PermissionDenied: 403 Permission 'TABLES_UPDATE_DA...

Oyugi-Collins · 04-27-2022 05:42 AM

Hi,

I am testing the Bigquery storage write API by attempting to write sample data into Bigquery and I am getting a permission error as below

google.api_core.exceptions.PermissionDenied: 403 Permission 'TABLES_UPDATE_DATA' denied on resource 'projects/xxx/datasets/xxx.yyy/tables/xxx.yyy.test_customer_data' (or it may not exist).

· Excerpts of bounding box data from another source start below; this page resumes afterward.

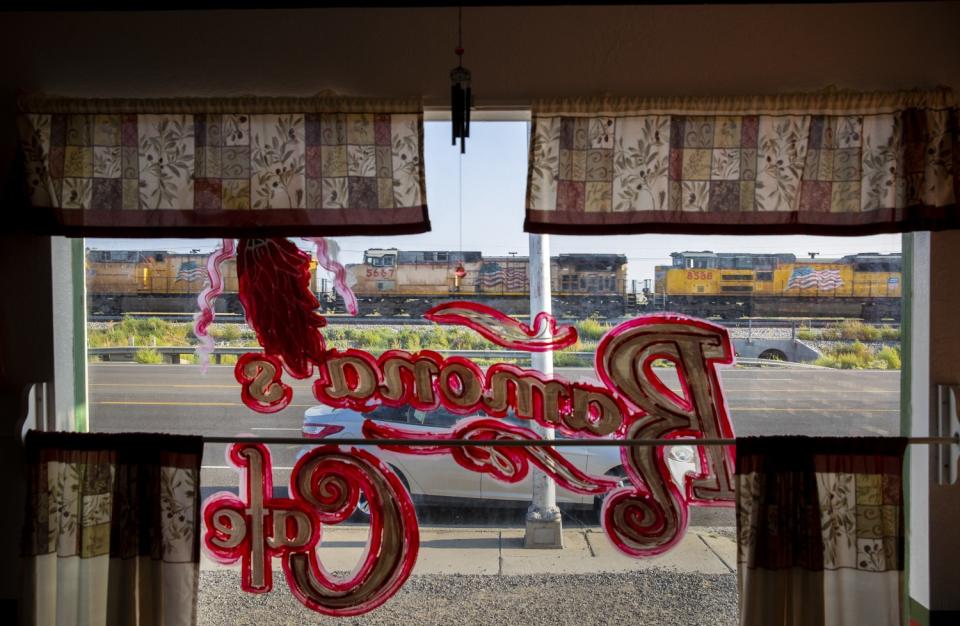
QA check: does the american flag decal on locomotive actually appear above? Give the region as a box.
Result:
[480,262,527,291]
[177,261,207,282]
[787,267,843,290]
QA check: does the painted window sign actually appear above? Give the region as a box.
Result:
[198,239,734,615]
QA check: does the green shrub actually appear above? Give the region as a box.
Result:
[210,324,240,342]
[836,320,881,341]
[576,317,610,341]
[133,348,163,365]
[837,352,865,370]
[820,328,842,341]
[814,341,900,370]
[813,354,839,368]
[880,326,900,341]
[877,346,900,370]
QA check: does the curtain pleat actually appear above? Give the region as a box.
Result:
[12,96,430,237]
[525,89,960,235]
[736,437,906,626]
[23,431,203,626]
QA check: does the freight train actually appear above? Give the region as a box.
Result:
[86,248,902,320]
[646,251,903,321]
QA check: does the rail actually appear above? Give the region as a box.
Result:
[87,311,900,329]
[87,346,828,370]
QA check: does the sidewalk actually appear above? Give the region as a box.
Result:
[200,526,737,576]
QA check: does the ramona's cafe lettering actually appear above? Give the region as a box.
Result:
[204,315,734,615]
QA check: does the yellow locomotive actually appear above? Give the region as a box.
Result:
[86,248,902,320]
[647,251,903,320]
[342,248,634,318]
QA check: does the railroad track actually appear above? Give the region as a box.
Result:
[87,312,900,328]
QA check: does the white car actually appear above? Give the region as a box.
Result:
[299,405,697,516]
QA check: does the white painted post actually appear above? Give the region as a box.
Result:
[523,234,563,548]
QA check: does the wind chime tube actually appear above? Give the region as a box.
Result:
[450,83,463,146]
[461,85,473,137]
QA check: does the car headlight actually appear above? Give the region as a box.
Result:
[667,446,695,463]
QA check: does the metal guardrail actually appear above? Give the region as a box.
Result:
[87,346,829,369]
[87,312,900,330]
[87,346,536,363]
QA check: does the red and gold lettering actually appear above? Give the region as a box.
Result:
[203,443,419,616]
[233,352,293,413]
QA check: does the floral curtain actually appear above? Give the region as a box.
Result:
[525,89,960,235]
[23,432,203,626]
[19,97,429,237]
[736,437,906,626]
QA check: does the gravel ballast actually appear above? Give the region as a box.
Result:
[198,569,738,626]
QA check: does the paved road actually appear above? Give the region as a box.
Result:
[90,363,900,524]
[90,363,900,436]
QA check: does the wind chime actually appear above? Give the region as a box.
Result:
[450,7,473,154]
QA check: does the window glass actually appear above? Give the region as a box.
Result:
[85,122,904,616]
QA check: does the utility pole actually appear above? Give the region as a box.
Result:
[523,234,563,548]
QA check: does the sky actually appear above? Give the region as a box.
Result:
[87,122,901,286]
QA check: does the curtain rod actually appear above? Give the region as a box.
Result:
[203,435,960,448]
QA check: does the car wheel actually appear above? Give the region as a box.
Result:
[593,465,630,515]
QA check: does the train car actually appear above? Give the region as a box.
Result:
[338,248,628,317]
[85,250,243,316]
[648,251,902,321]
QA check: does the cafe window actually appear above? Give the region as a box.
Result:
[85,122,903,620]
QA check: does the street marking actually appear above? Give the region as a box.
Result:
[724,387,900,395]
[93,400,237,406]
[200,465,293,471]
[92,400,900,414]
[90,383,240,389]
[91,400,317,408]
[729,406,900,413]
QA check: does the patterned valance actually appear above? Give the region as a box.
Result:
[19,97,430,237]
[525,89,960,234]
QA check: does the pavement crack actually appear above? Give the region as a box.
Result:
[697,534,737,574]
[583,530,597,557]
[497,530,503,576]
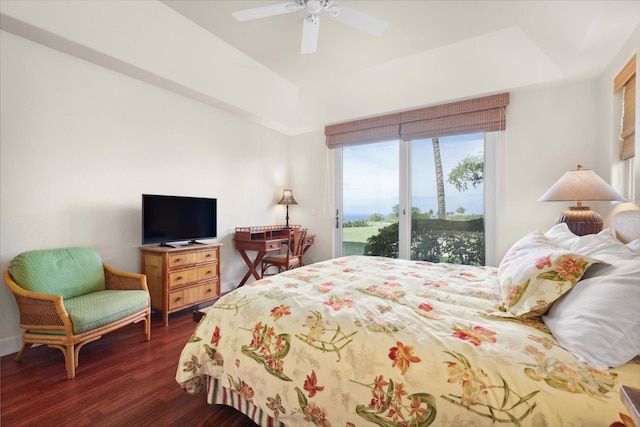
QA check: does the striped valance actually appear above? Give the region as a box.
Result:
[325,93,509,148]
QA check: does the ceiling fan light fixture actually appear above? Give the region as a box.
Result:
[231,0,389,54]
[306,0,323,15]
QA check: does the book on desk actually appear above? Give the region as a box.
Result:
[233,225,315,287]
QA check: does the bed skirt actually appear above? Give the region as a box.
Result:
[207,376,286,427]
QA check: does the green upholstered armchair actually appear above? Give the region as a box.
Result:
[4,248,151,379]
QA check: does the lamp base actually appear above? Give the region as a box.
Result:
[558,206,603,236]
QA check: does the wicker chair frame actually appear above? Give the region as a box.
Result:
[4,263,151,379]
[262,229,307,277]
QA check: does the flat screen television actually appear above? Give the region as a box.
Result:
[142,194,218,246]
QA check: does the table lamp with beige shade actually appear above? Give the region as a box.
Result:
[538,165,625,236]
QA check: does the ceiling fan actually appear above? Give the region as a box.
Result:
[231,0,389,54]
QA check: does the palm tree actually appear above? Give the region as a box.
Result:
[431,138,447,219]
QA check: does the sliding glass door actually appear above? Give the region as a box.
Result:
[334,134,486,264]
[410,134,485,265]
[336,141,400,255]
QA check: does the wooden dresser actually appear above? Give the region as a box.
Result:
[140,244,222,325]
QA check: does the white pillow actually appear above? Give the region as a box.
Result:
[544,223,640,262]
[542,258,640,369]
[498,232,600,318]
[626,239,640,252]
[544,222,580,249]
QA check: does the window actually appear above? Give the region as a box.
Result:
[613,55,636,200]
[325,94,508,264]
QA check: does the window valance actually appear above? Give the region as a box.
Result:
[613,55,636,160]
[324,93,509,148]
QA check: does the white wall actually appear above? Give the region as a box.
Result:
[597,26,640,204]
[291,80,610,261]
[0,31,292,355]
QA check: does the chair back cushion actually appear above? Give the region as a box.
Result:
[9,248,105,299]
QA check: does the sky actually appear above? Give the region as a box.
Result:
[343,134,484,219]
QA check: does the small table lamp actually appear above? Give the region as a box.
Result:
[538,165,625,236]
[278,189,298,228]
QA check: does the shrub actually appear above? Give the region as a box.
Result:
[364,218,484,265]
[342,219,369,228]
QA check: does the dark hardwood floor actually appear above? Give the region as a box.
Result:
[0,311,256,427]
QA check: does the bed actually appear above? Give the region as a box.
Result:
[176,211,640,427]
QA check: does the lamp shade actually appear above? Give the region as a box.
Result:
[538,165,625,202]
[278,188,298,205]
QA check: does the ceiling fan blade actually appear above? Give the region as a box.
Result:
[329,6,389,36]
[300,15,320,54]
[231,3,302,22]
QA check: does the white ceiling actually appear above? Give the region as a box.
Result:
[163,0,640,132]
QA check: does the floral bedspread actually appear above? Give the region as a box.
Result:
[176,256,640,427]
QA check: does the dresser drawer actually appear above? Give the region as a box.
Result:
[169,264,218,288]
[167,252,198,269]
[195,249,218,263]
[169,280,218,310]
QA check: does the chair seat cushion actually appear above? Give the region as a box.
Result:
[9,248,105,299]
[64,290,149,334]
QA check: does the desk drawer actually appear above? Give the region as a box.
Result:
[169,264,218,288]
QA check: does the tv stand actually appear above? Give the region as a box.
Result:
[140,243,222,325]
[180,240,206,246]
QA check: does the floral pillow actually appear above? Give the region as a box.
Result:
[498,232,601,318]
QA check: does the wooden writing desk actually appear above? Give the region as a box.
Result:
[234,225,316,287]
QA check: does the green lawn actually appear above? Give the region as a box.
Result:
[342,222,389,256]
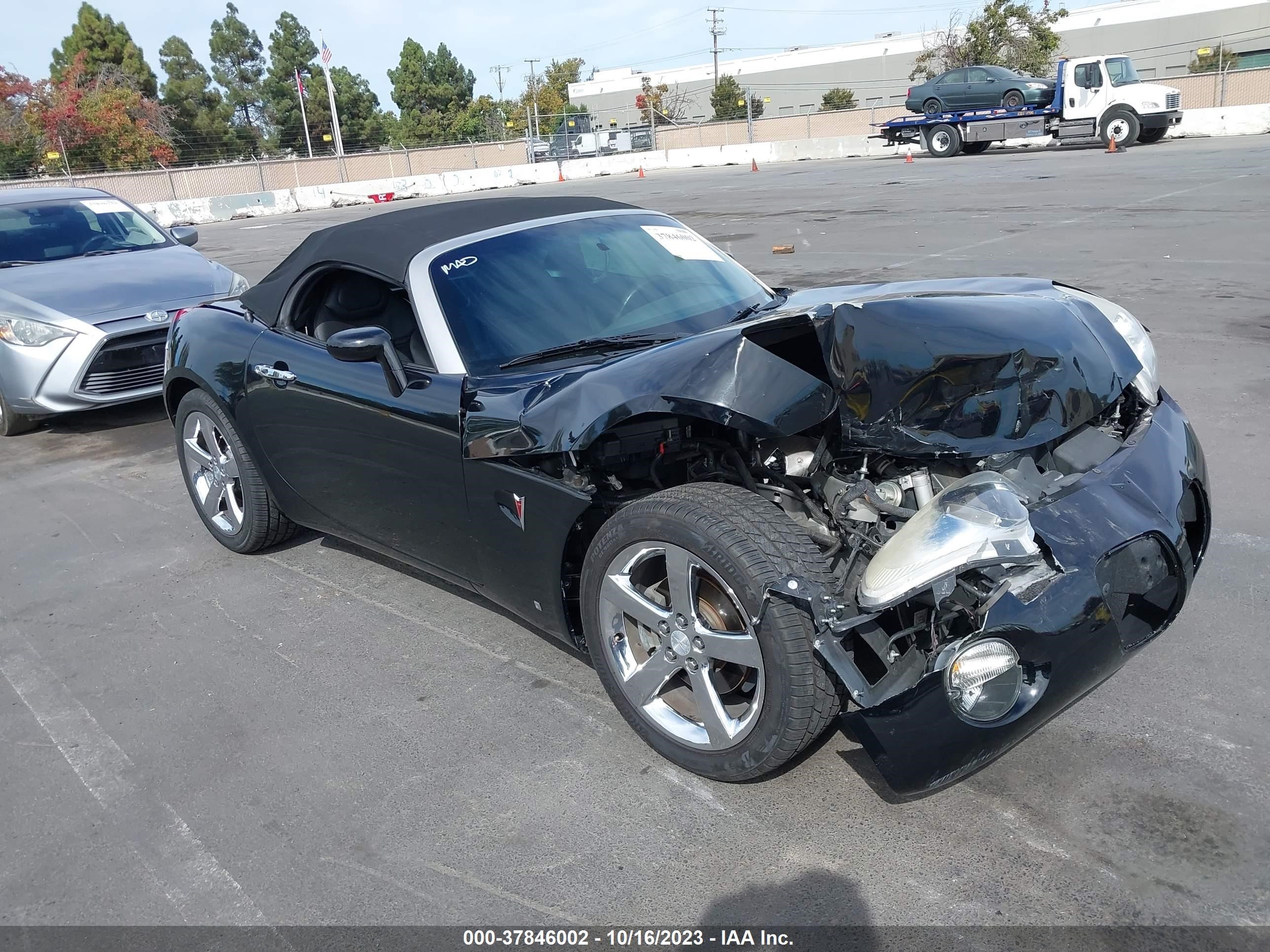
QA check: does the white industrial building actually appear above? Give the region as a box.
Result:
[569,0,1270,124]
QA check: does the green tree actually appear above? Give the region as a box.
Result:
[0,66,44,176]
[48,4,159,99]
[210,4,264,135]
[1186,43,1239,72]
[300,66,392,151]
[262,10,318,152]
[908,0,1067,80]
[159,37,241,163]
[710,76,763,119]
[820,86,856,112]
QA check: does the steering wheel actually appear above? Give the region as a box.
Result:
[80,235,114,254]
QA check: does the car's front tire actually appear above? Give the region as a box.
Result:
[582,483,840,781]
[175,390,298,552]
[0,394,39,437]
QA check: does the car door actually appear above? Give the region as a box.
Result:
[1063,60,1107,119]
[963,66,1001,109]
[247,329,474,581]
[935,70,966,109]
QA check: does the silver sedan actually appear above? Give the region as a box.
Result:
[0,188,247,437]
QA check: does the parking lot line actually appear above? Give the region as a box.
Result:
[0,645,277,925]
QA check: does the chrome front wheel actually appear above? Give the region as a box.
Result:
[600,542,763,750]
[181,410,244,536]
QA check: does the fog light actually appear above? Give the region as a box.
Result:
[944,639,1023,721]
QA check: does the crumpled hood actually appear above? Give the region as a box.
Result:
[0,245,232,324]
[808,278,1142,457]
[462,278,1140,458]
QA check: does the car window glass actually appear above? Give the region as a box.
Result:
[0,197,172,262]
[430,214,770,373]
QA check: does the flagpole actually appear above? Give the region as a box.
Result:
[296,68,314,159]
[318,31,344,156]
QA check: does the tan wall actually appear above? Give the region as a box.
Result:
[0,68,1270,202]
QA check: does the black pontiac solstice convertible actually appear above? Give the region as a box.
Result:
[164,198,1209,793]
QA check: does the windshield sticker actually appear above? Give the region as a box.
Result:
[81,198,132,214]
[640,225,723,262]
[441,255,476,274]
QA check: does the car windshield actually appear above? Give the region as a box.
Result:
[1107,56,1142,86]
[430,213,772,374]
[0,197,172,264]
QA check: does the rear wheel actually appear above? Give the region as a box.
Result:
[0,394,39,437]
[1101,109,1142,148]
[175,390,298,552]
[926,122,961,159]
[582,483,840,781]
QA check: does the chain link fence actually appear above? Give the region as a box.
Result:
[0,68,1270,202]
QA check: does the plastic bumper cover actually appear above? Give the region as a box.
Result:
[846,394,1209,795]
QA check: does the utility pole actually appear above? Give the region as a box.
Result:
[489,66,512,99]
[525,60,540,146]
[706,6,728,86]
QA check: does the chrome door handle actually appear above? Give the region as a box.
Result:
[251,363,296,383]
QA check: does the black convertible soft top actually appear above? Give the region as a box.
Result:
[241,196,635,325]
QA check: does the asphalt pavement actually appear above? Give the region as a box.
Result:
[0,136,1270,926]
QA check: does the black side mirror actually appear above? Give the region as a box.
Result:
[326,328,409,396]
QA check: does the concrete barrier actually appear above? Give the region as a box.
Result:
[1167,103,1270,138]
[140,104,1270,227]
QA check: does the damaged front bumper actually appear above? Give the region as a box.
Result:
[831,394,1209,795]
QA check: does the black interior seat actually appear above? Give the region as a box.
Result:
[311,272,429,367]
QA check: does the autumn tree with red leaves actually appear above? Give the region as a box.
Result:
[23,51,176,170]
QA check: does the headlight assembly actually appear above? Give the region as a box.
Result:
[944,639,1023,721]
[857,472,1040,612]
[0,317,75,346]
[1063,287,1160,406]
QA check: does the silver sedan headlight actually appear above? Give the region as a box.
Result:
[857,472,1040,612]
[0,316,75,346]
[1063,288,1160,406]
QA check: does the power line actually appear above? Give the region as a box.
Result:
[708,6,728,86]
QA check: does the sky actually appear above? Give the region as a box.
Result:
[0,0,1094,109]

I have given the service account the necessary roles according to this documentation. If I test the same service account using the Legacy streaming API I am able to write successfully into Bigquery. I will appreciate the help by being shown what might be wrong since we are intending to use the Bigquery storage write API. Thanks

Below is my full code, if it might help

"""
This code sample demonstrates how to write records in pending mode
using the low-level generated client for Python.
"""
from google.cloud import bigquery_storage_v1
from google.cloud.bigquery_storage_v1 import types
from google.cloud.bigquery_storage_v1 import writer
from google.protobuf import descriptor_pb2
from google.cloud import storage
import os
import customer_record_pb2  #

os.environ['GOOGLE_APPLICATION_CREDENTIALS'] = 'xxx-b033d9535e9d.json' #The Json file is the same location

storage_client = storage.Client()


def create_row_data(row_num: int, name: str):
  row = customer_record_pb2.CustomerRecord()
  row.row_num = row_num
  row.customer_name = name
  return row.SerializeToString()


def append_rows_pending(project_id: str, dataset_id: str, table_id: str):
  """Create a write stream, write some sample data, and commit the stream."""
  write_client = bigquery_storage_v1.BigQueryWriteClient()
  parent = write_client.table_path(project_id, dataset_id, table_id)
  write_stream = types.WriteStream()

  # Setting the Pending Mode
  write_stream.type_ = types.WriteStream.Type.PENDING
  write_stream = write_client.create_write_stream(
    parent=parent, write_stream=write_stream
  )
  stream_name = write_stream.name
  request_template = types.AppendRowsRequest()
  request_template.write_stream = stream_name
  proto_schema = types.ProtoSchema()
  proto_descriptor = descriptor_pb2.DescriptorProto()
  customer_record_pb2.CustomerRecord.DESCRIPTOR.CopyToProto(proto_descriptor)
  proto_schema.proto_descriptor = proto_descriptor
  proto_data = types.AppendRowsRequest.ProtoData()
  proto_data.writer_schema = proto_schema
  request_template.proto_rows = proto_data

  # AppendRowsStream to send an arbitrary number of requests to a stream.
  append_rows_stream = writer.AppendRowsStream(write_client, request_template)

  # First Batch
  proto_rows = types.ProtoRows()
  proto_rows.serialized_rows.append(create_row_data(1, "Alice"))
  proto_rows.serialized_rows.append(create_row_data(2, "Bob"))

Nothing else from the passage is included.